8. Perkampungan Bajo Torosiaje

Perkampungan Bajo Torosiaje terdapat di pesisir Teluk Tomini tepatnya di Desa Torosiaje, Kabupaten Pohuwato, Provinsi Gorontalo. Kampung yang berada di atas air ini dihuni oleh Suku Bajo yang punyai budaya dan tradisi yang unik.

Bentuk kampung termasuk unik mirip huruf U yang terbuka ke arah laut, bersama tawarkan pemandangan indah dari laut berpadu bersama matahari terbit maupun tenggelam.

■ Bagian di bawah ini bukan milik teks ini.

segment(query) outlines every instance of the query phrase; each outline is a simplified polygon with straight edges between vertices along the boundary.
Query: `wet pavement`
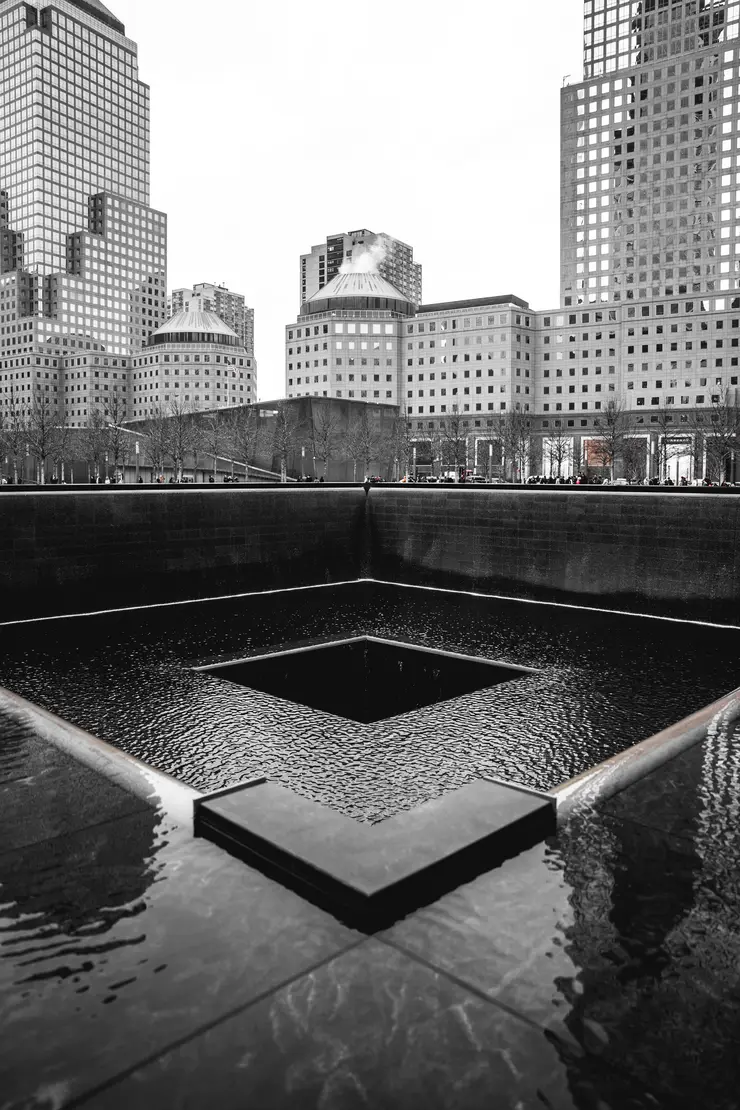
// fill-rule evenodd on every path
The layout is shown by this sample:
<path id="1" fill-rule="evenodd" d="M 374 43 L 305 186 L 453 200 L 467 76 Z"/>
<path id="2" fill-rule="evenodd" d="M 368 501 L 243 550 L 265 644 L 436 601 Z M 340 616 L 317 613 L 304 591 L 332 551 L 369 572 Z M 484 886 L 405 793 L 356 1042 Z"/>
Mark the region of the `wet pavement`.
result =
<path id="1" fill-rule="evenodd" d="M 0 715 L 0 1108 L 740 1106 L 738 737 L 366 937 Z"/>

Di kampung ini merupakan surga Ikan Baronang, sehingga pengunjung mampu memancing di lebih kurang kampung. Untuk capai Perkampungan Bajo Torosiaje, pengunjung mampu naik perahu dari dermaga bersama harga Rp 5.000 per orang.

9. Pulau Diyonumo

Pulau Diyonumo merupakan pulau tak berpenghuni dan masih jarang diketahui, sehingga pulau ini masih terlalu asri. Pulau ini terdapat di Desa Deme, Kecamatan Sumalata, Kabupaten Gorontalo Utara, Gorontalo. Pulau ini tawarkan pemandangan alam yang indah jadi dari pemandangan laut, darat, maupun bawah laut.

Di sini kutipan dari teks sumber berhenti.